وَالَّذِى بَعَثَكَ بِالْحَقِّ لَقَدْ وَجَدْتُ صِفَتَكَ فِى الْاِنْجِيلِ وَبَشَّرَ بِكَ ابْنُ الْبَتُولِ
Yani, “Ben senin sıfatını İncil’de gördüm, iman ettim. İbn-i Meryem, İncil’de senin geleceğini müjde etmiş.” 1
Sekizincisi: Bahsi geçen Habeş Padişahı Necaşî demiş:
لَيْتَ لِى خِدْمَتَهُ بَدَلًا عَنْ هٰذِهِ السَّلْطَنَةِ
Yani, “Keşke şu saltanata bedel, Muhammed-i Arabî aleyhissalâtü vesselâmın hizmetkârı olsaydım!
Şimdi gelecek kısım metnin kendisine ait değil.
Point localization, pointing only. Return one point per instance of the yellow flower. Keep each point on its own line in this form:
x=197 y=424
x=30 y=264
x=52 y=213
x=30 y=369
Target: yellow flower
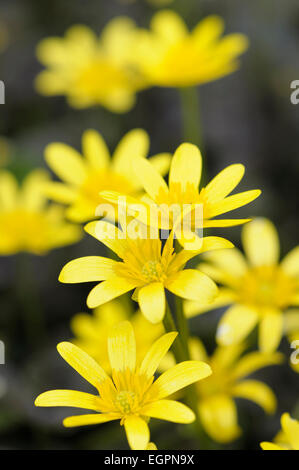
x=27 y=223
x=291 y=329
x=183 y=192
x=92 y=71
x=144 y=267
x=287 y=438
x=216 y=406
x=260 y=289
x=169 y=55
x=130 y=395
x=85 y=177
x=91 y=331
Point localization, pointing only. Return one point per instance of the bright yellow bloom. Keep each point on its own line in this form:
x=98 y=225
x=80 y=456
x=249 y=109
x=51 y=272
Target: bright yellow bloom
x=27 y=223
x=183 y=192
x=144 y=267
x=91 y=331
x=287 y=438
x=291 y=329
x=84 y=177
x=130 y=395
x=91 y=71
x=169 y=55
x=260 y=289
x=217 y=408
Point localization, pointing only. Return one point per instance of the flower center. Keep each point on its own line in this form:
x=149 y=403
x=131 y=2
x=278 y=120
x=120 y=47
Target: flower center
x=153 y=271
x=125 y=401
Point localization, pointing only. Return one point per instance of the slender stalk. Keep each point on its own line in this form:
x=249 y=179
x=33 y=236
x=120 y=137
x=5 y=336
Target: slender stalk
x=191 y=122
x=30 y=301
O hizmetkârlık, saltanatın pek fevkindedir.” 2
Şimdi, ilham-ı rabbanî ile gaibden haber veren bu âriflerden sonra, gaibden ruh ve cin vasıtasıyla haber veren kâhinler, pek sarih bir surette, Resul-i Ekrem aleyhissalâtü vesselâmın geleceğini ve nübüvvetini haber vermişler. Onlar çoktur; biz, onlardan meşhurları ve manevî tevatür hükmüne geçmiş ve ekser tarih ve siyerde nakledilmiş bir kaçını zikredeceğiz. Onların uzun kıssalarını ve sözlerini siyer kitablarına havale edip, yalnız icmalen bahsedeceğiz.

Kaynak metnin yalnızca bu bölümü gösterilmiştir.